Here I take the liberty of interrupting for a moment to protest that the board has framed this rule upon the seeming assumption that to see murders, robberies, and the rest is to wish at once to emulate the criminals. This theory is in need of proving. "A good detective story" is the traditional relaxation of all men high in power in times of stress, but it is not recorded of Roosevelt, Wilson, Secretary of State Hughes, Lloyd George, nor of any of the other noted devotees of criminal literature that he attempted to put into practice any of the things of which he read. But to get on with the story:
"(6) Gruesome and unduly distressing scenes will be disapproved. These include shooting, stabbing, profuse bleeding, prolonged views of men dying and of corpses, lashing and whipping and other torture scenes, hangings, lynchings, electrocutions, surgical operations, and views of persons in delirium or insane."
Here, of course, a great deal is left to the discretion of the censors. Just what is "gruesome and unduly distressing"? This, I fancy, must depend upon the state of the censor's digestion. To a vegetarian censor it might be nothing more than a close-up of a beefsteak dinner. To a man living in the city which supports the Athletics and the Phillies a mere flash of a baseball game might be construed as "gruesome and unduly distressing."
This is another of the rules which puts Shakespeare in his place, sweeping out, as it does, both Lear and Ophelia. And possibly Hamlet. Was Hamlet mad? The Pennsylvania censors will have to take that question up in a serious way sooner or later.
"(7) Studio and other scenes, in which the human form is shown in the nude, or the body is unduly exposed, will be disapproved."

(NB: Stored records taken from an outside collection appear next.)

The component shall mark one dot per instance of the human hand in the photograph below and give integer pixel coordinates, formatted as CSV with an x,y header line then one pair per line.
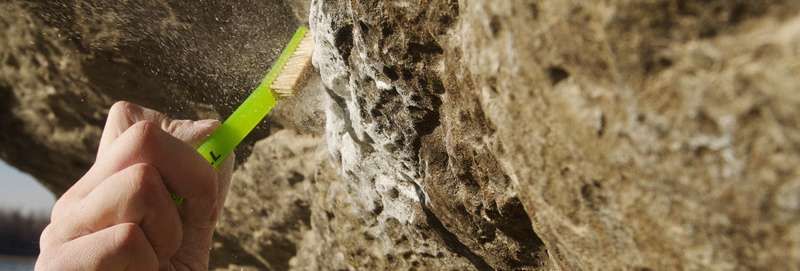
x,y
119,216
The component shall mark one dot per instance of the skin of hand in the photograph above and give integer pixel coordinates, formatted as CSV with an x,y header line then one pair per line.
x,y
119,216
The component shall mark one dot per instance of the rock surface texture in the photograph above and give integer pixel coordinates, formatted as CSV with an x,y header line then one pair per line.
x,y
449,134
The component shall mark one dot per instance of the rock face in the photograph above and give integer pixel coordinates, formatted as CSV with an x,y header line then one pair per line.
x,y
484,135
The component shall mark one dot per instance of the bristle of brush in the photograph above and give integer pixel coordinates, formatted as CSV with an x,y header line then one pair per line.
x,y
295,73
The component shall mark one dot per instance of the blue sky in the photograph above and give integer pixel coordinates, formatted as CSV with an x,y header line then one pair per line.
x,y
19,191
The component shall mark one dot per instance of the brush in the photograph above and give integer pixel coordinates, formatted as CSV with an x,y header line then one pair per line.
x,y
287,75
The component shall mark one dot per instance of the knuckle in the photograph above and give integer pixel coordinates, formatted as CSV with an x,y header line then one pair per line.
x,y
45,239
144,132
145,180
128,236
121,108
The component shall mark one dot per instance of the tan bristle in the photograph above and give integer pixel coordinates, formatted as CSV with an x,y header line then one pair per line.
x,y
295,73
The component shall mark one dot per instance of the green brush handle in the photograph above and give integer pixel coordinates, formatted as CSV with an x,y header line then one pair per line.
x,y
221,143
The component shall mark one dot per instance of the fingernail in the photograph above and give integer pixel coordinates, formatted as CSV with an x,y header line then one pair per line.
x,y
207,123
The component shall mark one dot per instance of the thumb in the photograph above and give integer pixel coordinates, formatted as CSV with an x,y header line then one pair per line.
x,y
192,132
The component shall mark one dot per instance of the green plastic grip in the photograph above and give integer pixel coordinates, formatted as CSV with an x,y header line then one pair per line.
x,y
220,144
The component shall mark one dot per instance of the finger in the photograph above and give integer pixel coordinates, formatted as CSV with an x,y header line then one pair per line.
x,y
121,247
133,195
198,237
122,116
184,171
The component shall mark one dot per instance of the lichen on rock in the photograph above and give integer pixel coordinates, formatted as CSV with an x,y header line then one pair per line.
x,y
444,134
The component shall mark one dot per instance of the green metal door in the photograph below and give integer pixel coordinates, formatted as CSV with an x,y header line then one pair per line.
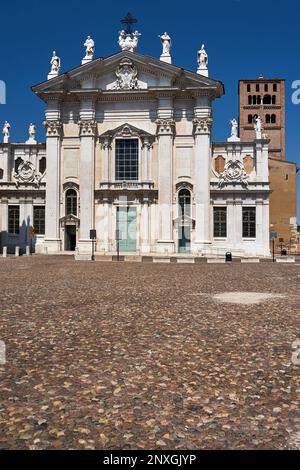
x,y
184,239
126,224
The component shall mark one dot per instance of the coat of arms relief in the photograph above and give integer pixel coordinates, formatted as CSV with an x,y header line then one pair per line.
x,y
127,76
234,172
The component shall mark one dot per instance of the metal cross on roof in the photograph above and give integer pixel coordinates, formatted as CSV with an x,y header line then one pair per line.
x,y
129,21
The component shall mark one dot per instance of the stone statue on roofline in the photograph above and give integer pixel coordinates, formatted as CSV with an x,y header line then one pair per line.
x,y
6,132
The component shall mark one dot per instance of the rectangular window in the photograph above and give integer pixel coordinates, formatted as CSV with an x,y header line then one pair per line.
x,y
220,222
127,159
249,222
39,220
14,220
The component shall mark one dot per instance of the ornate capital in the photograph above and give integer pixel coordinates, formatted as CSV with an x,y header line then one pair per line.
x,y
87,128
202,125
105,143
53,128
165,126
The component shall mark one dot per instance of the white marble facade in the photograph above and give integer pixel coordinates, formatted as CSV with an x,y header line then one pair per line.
x,y
161,115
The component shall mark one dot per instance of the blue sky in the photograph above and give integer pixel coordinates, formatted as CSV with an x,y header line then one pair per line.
x,y
243,39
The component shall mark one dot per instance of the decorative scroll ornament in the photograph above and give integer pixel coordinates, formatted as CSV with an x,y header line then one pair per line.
x,y
126,76
27,174
53,128
87,128
202,126
234,173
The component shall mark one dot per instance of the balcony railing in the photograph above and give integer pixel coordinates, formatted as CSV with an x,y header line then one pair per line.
x,y
126,185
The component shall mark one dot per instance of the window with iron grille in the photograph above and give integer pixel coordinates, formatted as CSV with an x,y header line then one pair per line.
x,y
249,222
39,220
220,222
127,159
184,199
71,202
14,220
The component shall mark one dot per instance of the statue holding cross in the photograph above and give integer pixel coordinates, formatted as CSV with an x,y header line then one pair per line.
x,y
128,40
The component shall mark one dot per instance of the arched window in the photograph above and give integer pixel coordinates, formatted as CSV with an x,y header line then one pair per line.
x,y
71,202
184,199
42,165
267,99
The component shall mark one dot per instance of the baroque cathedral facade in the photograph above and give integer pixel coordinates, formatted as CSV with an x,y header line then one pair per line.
x,y
129,154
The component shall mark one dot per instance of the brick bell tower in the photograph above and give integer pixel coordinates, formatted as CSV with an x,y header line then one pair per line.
x,y
266,98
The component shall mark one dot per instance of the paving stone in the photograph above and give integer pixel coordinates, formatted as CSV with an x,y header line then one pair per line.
x,y
141,356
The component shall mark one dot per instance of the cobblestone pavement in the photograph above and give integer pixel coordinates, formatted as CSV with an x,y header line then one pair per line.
x,y
132,356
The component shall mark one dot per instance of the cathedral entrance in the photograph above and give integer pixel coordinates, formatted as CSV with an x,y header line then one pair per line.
x,y
126,224
184,241
70,238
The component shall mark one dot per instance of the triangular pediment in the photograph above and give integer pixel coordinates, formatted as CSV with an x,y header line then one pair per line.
x,y
128,71
126,131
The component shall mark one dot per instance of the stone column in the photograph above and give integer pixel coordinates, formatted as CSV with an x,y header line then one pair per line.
x,y
4,221
87,184
165,134
146,168
259,227
53,188
202,169
266,227
106,148
231,222
145,244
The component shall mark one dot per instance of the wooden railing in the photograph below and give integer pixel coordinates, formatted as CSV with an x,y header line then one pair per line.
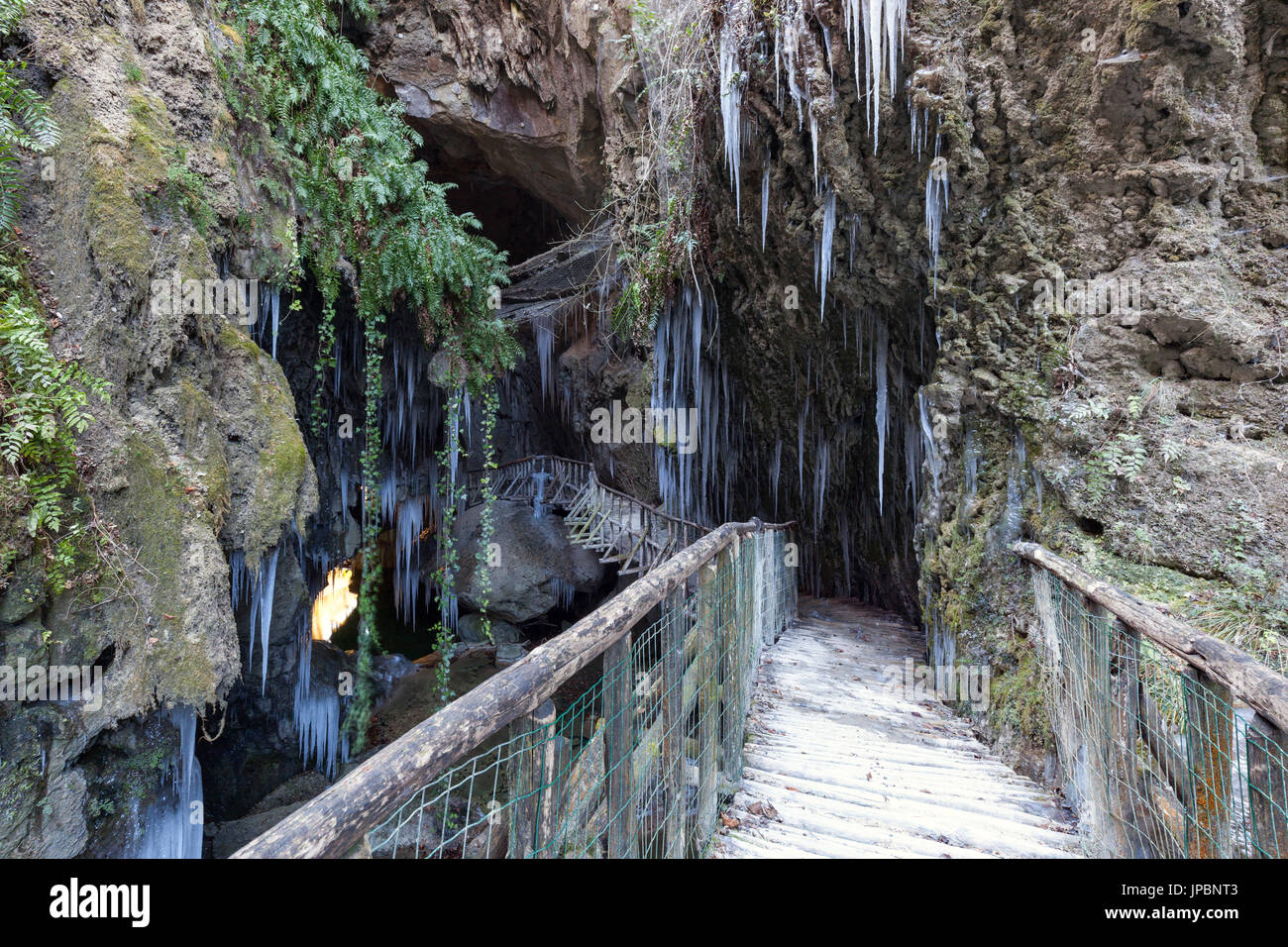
x,y
1172,742
703,676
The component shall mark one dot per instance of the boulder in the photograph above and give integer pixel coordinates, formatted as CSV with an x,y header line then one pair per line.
x,y
537,567
469,629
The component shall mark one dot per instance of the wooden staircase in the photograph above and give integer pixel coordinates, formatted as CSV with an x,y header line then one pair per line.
x,y
840,762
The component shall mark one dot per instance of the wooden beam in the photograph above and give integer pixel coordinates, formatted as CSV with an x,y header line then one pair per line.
x,y
619,710
330,823
1261,688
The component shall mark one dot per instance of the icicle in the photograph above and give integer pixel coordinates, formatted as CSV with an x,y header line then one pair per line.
x,y
877,26
764,204
936,204
730,111
274,298
262,611
317,718
824,262
546,359
563,591
883,407
172,827
540,508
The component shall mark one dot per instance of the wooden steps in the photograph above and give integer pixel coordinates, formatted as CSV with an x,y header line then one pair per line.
x,y
837,763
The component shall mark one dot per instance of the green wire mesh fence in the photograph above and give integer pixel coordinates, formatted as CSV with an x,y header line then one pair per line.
x,y
632,755
1159,759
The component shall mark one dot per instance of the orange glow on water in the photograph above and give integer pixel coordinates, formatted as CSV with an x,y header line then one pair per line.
x,y
334,604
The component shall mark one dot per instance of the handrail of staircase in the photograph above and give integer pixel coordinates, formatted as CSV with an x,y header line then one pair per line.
x,y
476,475
1252,682
335,821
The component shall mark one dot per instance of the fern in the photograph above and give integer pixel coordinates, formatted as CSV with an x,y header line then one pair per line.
x,y
368,208
25,123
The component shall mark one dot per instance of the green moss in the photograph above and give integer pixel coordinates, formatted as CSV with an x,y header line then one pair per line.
x,y
1019,699
283,460
204,446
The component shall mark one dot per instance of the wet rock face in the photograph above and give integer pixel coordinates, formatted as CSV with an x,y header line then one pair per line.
x,y
536,89
539,567
197,454
1154,172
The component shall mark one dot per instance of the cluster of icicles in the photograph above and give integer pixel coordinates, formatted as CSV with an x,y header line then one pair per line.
x,y
875,31
726,464
171,825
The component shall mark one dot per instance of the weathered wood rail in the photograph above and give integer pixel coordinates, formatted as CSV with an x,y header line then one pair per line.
x,y
1172,741
681,690
623,530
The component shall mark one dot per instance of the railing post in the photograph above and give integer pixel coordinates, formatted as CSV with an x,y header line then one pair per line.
x,y
1267,788
726,638
531,768
674,722
1209,736
619,709
708,705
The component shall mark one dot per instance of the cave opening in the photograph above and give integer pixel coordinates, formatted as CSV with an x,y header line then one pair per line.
x,y
510,214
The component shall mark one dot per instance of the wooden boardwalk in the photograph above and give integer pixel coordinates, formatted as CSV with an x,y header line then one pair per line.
x,y
838,763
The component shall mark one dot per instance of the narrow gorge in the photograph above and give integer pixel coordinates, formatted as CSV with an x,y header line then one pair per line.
x,y
321,322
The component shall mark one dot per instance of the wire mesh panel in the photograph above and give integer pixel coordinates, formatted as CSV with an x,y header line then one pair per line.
x,y
634,762
1159,759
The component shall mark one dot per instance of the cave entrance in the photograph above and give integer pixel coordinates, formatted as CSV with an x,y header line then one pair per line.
x,y
511,217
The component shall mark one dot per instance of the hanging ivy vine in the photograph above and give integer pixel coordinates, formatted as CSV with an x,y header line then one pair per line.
x,y
368,214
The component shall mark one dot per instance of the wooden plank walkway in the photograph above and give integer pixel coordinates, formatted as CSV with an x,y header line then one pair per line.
x,y
837,763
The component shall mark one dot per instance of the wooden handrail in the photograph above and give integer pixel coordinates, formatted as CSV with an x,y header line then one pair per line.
x,y
1260,686
338,818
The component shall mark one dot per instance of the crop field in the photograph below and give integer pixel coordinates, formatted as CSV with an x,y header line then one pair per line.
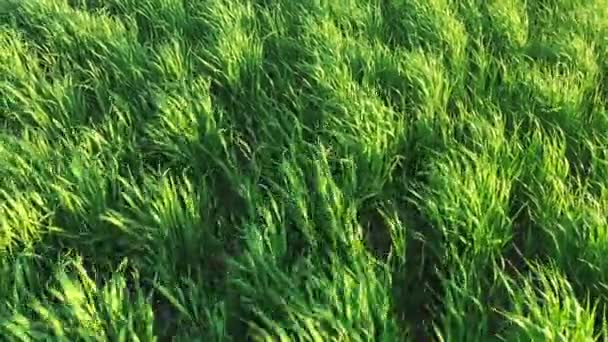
x,y
304,170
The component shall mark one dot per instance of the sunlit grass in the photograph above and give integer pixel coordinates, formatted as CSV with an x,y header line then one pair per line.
x,y
384,170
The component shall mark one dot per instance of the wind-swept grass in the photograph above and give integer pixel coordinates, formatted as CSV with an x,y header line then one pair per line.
x,y
384,170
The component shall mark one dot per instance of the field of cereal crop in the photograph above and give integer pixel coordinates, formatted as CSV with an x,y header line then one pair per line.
x,y
311,170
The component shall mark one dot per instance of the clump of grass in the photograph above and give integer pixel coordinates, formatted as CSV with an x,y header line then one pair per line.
x,y
313,170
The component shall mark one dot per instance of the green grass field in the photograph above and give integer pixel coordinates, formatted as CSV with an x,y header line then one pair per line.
x,y
310,170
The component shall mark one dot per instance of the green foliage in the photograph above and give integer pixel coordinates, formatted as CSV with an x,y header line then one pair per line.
x,y
303,170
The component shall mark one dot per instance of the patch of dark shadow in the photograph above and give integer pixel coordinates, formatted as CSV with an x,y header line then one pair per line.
x,y
417,283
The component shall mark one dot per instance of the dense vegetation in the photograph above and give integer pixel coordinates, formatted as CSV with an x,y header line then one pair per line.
x,y
321,170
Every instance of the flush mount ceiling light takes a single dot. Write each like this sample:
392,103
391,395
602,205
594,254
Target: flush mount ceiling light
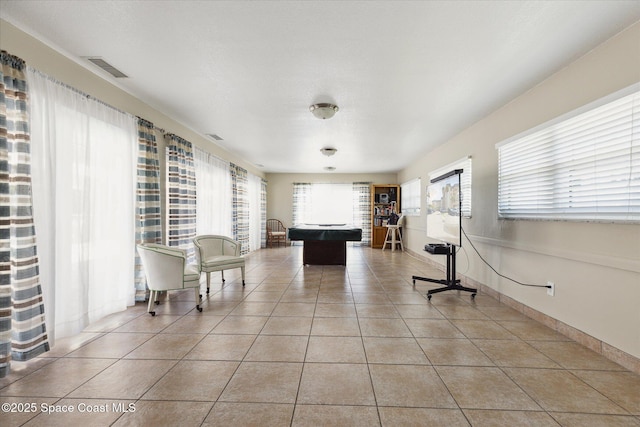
323,111
327,151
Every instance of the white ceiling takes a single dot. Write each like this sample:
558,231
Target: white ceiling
407,75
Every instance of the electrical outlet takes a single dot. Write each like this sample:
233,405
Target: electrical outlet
551,288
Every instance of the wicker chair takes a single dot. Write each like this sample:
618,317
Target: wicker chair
276,232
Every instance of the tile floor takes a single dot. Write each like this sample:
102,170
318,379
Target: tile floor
321,345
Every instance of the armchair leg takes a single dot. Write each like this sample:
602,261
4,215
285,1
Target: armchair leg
197,289
152,297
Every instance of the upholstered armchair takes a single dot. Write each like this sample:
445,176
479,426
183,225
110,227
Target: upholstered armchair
166,269
218,253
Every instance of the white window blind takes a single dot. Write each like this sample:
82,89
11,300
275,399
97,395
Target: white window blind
410,198
465,181
584,166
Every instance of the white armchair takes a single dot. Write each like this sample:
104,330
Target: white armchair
218,253
166,269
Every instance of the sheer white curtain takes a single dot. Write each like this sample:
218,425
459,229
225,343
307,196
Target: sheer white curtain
255,220
84,160
213,194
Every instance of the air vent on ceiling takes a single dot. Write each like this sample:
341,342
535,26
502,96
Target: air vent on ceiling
107,67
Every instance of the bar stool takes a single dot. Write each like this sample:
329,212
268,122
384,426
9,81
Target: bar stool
394,235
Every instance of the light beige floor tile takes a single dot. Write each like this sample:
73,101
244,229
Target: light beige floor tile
334,297
394,350
377,310
595,420
222,347
530,330
335,310
409,386
64,346
621,387
20,411
487,329
509,418
375,327
278,348
333,415
264,382
287,325
514,353
195,324
335,350
415,311
433,328
148,323
371,298
166,413
125,379
561,391
400,417
166,346
453,352
249,414
571,355
301,309
251,325
335,326
247,308
484,388
73,412
195,380
335,384
58,378
112,346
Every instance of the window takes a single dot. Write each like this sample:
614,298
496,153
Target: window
410,198
465,181
582,166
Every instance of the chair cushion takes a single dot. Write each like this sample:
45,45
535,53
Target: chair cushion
221,262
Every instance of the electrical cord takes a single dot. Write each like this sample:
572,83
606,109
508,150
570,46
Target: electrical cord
495,271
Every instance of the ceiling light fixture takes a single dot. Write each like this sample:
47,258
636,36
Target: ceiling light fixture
328,151
323,111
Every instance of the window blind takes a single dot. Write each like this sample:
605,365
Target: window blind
410,198
582,167
465,181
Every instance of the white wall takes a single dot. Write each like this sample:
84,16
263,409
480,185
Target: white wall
280,189
595,266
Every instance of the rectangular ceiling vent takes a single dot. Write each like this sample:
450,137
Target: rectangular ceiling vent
107,67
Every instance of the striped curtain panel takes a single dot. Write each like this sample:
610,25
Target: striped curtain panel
181,194
362,211
148,209
263,213
240,211
22,327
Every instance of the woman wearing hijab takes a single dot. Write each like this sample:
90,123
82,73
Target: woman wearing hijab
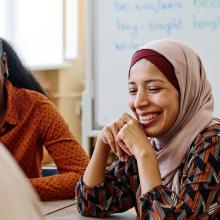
169,153
29,121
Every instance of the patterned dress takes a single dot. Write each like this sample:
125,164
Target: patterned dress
199,197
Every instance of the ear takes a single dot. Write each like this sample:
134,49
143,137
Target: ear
4,63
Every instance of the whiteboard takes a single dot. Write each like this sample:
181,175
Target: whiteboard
119,27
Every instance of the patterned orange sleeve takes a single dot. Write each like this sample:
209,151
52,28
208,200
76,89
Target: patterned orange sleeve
68,155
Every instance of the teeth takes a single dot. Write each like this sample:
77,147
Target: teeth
147,117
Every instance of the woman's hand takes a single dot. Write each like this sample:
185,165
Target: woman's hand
132,137
108,138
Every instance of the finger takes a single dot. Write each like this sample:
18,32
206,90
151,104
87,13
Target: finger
109,139
125,118
124,148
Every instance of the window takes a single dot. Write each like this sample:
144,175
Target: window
36,30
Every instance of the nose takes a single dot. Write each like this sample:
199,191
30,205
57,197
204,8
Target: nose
141,100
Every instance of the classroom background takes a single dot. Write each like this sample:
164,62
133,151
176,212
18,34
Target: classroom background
30,26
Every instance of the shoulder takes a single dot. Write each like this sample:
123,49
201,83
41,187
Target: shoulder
28,102
206,142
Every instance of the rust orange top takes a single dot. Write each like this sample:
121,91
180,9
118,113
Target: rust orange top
31,121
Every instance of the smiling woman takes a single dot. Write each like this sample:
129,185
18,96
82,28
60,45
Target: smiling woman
175,173
29,121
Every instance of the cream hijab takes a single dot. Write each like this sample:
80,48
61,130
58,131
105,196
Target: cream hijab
196,108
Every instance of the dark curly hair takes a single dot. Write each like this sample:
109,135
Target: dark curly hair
19,75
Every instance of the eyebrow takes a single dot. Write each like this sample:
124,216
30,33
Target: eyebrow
148,81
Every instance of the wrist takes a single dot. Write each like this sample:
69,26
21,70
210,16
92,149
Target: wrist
101,146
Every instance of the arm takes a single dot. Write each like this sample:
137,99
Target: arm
68,155
115,194
199,188
102,192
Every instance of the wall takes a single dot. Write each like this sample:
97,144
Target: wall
67,84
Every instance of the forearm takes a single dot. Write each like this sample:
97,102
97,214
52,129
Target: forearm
95,171
56,187
149,173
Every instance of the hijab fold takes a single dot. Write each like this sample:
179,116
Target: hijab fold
196,108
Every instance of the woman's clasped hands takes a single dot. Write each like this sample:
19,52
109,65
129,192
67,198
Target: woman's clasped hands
125,137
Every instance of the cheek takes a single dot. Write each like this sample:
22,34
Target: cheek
131,104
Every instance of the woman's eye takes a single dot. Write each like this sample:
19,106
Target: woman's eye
154,89
132,91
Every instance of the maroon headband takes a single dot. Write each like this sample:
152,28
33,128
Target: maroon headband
159,61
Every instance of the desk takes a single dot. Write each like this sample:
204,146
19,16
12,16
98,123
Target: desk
66,210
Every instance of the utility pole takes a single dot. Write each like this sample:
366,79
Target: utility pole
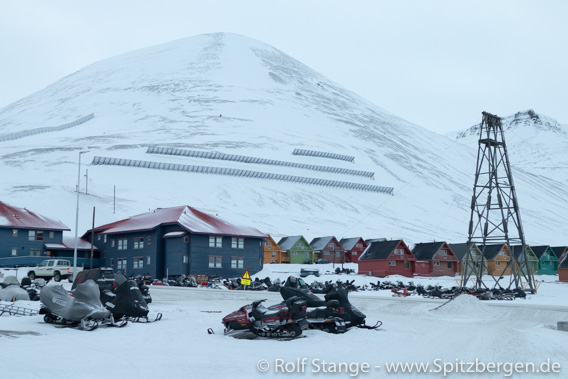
495,215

This fails to state whether the prohibition includes the reproduction of statues shown publicly and familiarly to all comers in our museums.
Prohibition No. 8, which deals with eugenics, birth control and similar subjects, may be passed without comment, as it refers rather to news than to feature pictures.
Prohibition No. 9 covers a wide field:
"Stories or scenes holding up to ridicule and reproach races, classes, or other social groups, as well as the irreverent and sacrilegious treatment of religious bodies or other things held to be sacred, will be disapproved."
Here we have still another rule which might be invoked against Hamlet's coming to the screen, since the chance remark, "Something is rotten in the state of Denmark," might logically be held to be offensive to Scandinavians. "The Merchant of Venice," of course, would have no chance, not only as anti-Semitic propaganda, but because it holds up money lenders, a well-known social group, to ridicule.